I have no idea what "download.com" is, but who on earth would run such a thing? Doesn't this mean that nobody will use the site any more?

Hasbeens always pull this crap? (2)

Charliemopps (1157495) | more than 2 years ago | (#37169808)

What's a CNET?

Trust no one. (1)

inkrypted (1579407) | more than 2 years ago | (#37169862)

Ever installed Adobe Reader, Quicktime,Or Real Player? It seems to be a trend with even legitimate software I mean how else is a company gonna get their toolbar, registry cleaner, search engine, etc onto your computer? I must admit I am not that shocked to see CNET doing this and I believe it's only a matter of time before it spreads everywhere.

Installers give them two-way comms (0)

Anonymous Coward | more than 2 years ago | (#37169882)

For every website that has one of these "download managers", I seek out and find the direct download method. Sometimes it is an MSI file (there's one available for Google's Chrome and Picasa if you Google for it), sometimes it is an exe. If there isn't a direct download, I don't download.

It isn't the "install toolbar" bit that gets on my nerve but rather once they've got a program running on your system and one that needs to access the Internet to work (i.e. you've got to allow it through your Windows 7 firewall), they can then dump any information on your computer, in your web browser history or registry back to their computers. Uh uh.
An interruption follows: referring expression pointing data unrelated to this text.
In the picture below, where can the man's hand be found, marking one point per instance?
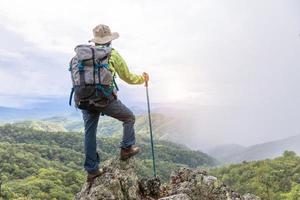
(146, 78)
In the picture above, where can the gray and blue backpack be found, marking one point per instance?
(93, 83)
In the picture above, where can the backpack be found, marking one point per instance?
(93, 82)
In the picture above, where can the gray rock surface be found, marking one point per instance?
(176, 197)
(120, 182)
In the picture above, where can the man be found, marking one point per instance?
(103, 38)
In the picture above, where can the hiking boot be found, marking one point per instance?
(129, 152)
(92, 176)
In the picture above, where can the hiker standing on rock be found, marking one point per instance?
(93, 70)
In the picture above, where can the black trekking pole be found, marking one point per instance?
(150, 127)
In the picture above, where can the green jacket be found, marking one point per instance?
(119, 66)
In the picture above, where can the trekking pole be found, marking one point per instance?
(150, 127)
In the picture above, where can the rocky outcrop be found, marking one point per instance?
(120, 182)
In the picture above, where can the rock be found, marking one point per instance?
(250, 197)
(176, 197)
(150, 187)
(120, 182)
(197, 184)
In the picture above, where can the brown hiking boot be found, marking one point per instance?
(92, 176)
(129, 152)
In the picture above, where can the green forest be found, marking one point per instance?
(270, 179)
(48, 165)
(37, 163)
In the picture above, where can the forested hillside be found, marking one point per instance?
(48, 165)
(270, 179)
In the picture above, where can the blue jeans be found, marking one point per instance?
(116, 110)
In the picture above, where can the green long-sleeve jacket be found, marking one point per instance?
(119, 66)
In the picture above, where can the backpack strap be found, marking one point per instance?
(81, 72)
(71, 96)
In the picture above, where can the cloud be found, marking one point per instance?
(235, 53)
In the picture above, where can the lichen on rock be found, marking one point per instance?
(120, 182)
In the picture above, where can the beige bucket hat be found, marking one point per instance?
(103, 35)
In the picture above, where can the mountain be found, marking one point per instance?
(270, 179)
(121, 182)
(237, 154)
(223, 152)
(39, 164)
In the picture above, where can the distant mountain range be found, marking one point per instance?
(233, 153)
(52, 107)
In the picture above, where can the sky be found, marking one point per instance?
(232, 65)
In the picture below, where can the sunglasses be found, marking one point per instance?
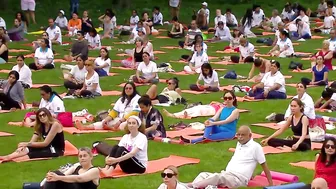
(169, 175)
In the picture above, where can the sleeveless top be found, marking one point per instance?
(297, 129)
(85, 185)
(4, 55)
(326, 172)
(138, 55)
(58, 141)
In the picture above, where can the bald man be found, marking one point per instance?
(240, 169)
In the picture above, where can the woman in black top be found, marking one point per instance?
(82, 176)
(299, 125)
(49, 132)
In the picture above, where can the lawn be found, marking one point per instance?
(213, 156)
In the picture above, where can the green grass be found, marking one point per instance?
(214, 156)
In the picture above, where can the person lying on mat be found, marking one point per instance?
(91, 86)
(272, 85)
(263, 65)
(209, 78)
(225, 127)
(319, 74)
(169, 177)
(12, 93)
(44, 57)
(24, 72)
(284, 46)
(47, 140)
(50, 100)
(299, 125)
(170, 94)
(240, 169)
(126, 106)
(82, 176)
(131, 152)
(152, 118)
(146, 71)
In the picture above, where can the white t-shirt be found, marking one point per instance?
(209, 80)
(140, 142)
(43, 56)
(78, 74)
(245, 159)
(148, 70)
(269, 81)
(52, 32)
(25, 74)
(55, 105)
(89, 83)
(99, 62)
(93, 42)
(124, 109)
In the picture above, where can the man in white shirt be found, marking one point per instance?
(240, 169)
(54, 32)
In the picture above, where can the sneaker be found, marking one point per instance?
(271, 117)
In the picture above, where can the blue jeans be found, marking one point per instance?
(214, 133)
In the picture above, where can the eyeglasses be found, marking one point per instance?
(169, 175)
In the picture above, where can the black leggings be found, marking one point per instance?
(276, 142)
(131, 165)
(8, 102)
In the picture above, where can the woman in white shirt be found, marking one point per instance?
(210, 79)
(44, 57)
(131, 152)
(24, 72)
(103, 63)
(198, 59)
(272, 86)
(169, 177)
(91, 85)
(283, 47)
(76, 76)
(147, 71)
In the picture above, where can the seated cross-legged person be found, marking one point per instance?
(240, 169)
(52, 144)
(225, 127)
(209, 77)
(272, 86)
(298, 122)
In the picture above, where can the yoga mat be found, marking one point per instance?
(304, 164)
(155, 166)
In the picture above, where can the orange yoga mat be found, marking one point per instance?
(304, 164)
(155, 166)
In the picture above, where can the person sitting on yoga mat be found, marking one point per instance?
(24, 72)
(209, 77)
(146, 71)
(44, 57)
(319, 74)
(126, 106)
(103, 63)
(151, 118)
(240, 169)
(263, 65)
(50, 100)
(91, 86)
(131, 152)
(12, 93)
(76, 77)
(47, 140)
(169, 177)
(299, 125)
(284, 46)
(225, 128)
(272, 85)
(170, 94)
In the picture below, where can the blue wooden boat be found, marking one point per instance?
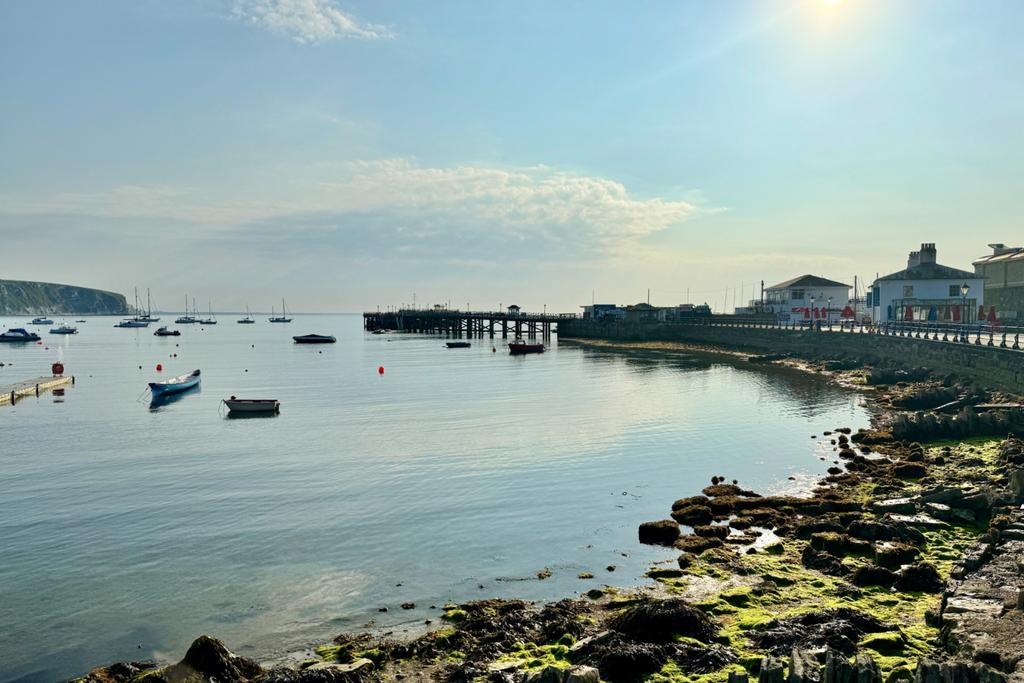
(177, 385)
(18, 335)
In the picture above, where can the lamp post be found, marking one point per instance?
(965, 288)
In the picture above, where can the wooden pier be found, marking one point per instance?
(466, 324)
(11, 392)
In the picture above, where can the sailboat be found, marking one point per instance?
(135, 322)
(147, 315)
(210, 318)
(280, 318)
(186, 318)
(248, 319)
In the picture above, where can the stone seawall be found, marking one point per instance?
(991, 367)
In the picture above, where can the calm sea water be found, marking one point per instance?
(125, 532)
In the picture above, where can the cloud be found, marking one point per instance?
(306, 22)
(391, 208)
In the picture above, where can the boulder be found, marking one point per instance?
(696, 544)
(712, 530)
(581, 674)
(546, 675)
(687, 502)
(892, 554)
(828, 542)
(909, 470)
(873, 575)
(693, 515)
(662, 532)
(822, 561)
(662, 621)
(804, 668)
(920, 578)
(899, 505)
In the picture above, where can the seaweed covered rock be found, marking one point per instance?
(873, 575)
(662, 532)
(624, 659)
(660, 621)
(920, 578)
(693, 515)
(838, 629)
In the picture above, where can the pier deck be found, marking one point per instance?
(11, 392)
(465, 323)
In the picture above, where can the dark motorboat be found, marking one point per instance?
(177, 385)
(252, 407)
(521, 347)
(314, 339)
(18, 335)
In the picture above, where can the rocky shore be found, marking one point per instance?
(906, 562)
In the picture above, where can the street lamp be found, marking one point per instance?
(965, 288)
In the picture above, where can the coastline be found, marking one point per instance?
(818, 562)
No thanks.

These installers are a huge privacy and security risk.

who or what (0)

brezel (890656) | more than 2 years ago | (#37169890)

is this downlad.com you speak of? are you saying there are people who install software without a package manager? well i never *faint*

That explains things. (0)

Anonymous Coward | more than 2 years ago | (#37169964)

I downloaded a copy of avg free antivirus a couple of weeks ago due to a scare I had over a hacked gaming account. Turns out my computer was clean *until* I installed avg. Toolbars, background apps, web page "helper" urls instead of normal text all over the place. Internet Explorer will no longer manitian custom settings like the default zoom level I prefer. I can assure you I said flat out no to all "suggested" add-ons during the install. I assumed avg had turned into adware but perhaps it was download.com that was to blame. Neither would surprise me and I now know to avoid cnet at all costs. WTG cnet, you now join the ranks of Sony as scumbag organizations. Unbelievable.